Ryat – Totem

Album Review by Sam Wiseman | 23 May 2012
Album title: Totem
Artist: Ryat
Label: Brainfeeder
Release date: 5 Jun

A female solo artist who generates lush, complex electronic soundscapes, which ebb and flow between chamber-pop peaks and shuffling, syncopated glitchy beats, is inevitably going to generate comparisons with Björk; and in US artist Ryat’s case, the parallels are rendered impossible to ignore by the similarities in vocal pitch and timbre. Along with acts like Zola Jesus and Tara Busch, Ryat’s aesthetic testifies to the enduring influence and imaginative possibilities of Björk’s cinematic, ambient electronica-led approach to song.

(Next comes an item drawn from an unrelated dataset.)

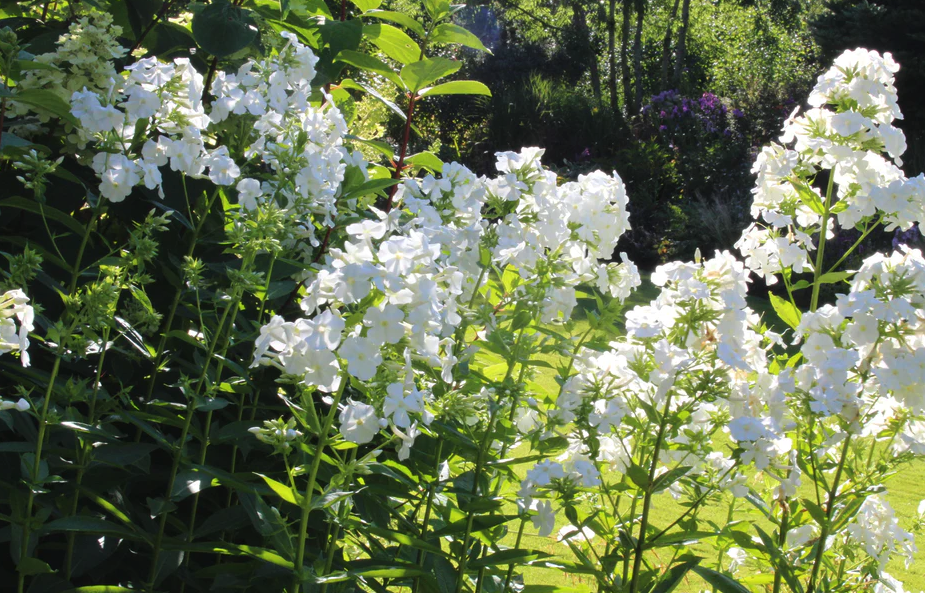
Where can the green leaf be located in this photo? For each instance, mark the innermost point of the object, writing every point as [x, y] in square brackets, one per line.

That sound does mean that Totem occasionally struggles to shrug off the dated, coffee-table melodrama of 90s trip-hop; and some of Ryat’s experiments, like the jazz-influenced Object Mob, backfire, undermining the tension and cohesion of the record somewhat. Yet tracks like Footless, which buries an insistent, pugilistic grime kick beneath radiant, tremulous chord patterns, are more common; and they illustrate that Ryat’s rhythmic inspirations and aesthetic palette are, for the most part, canny and original.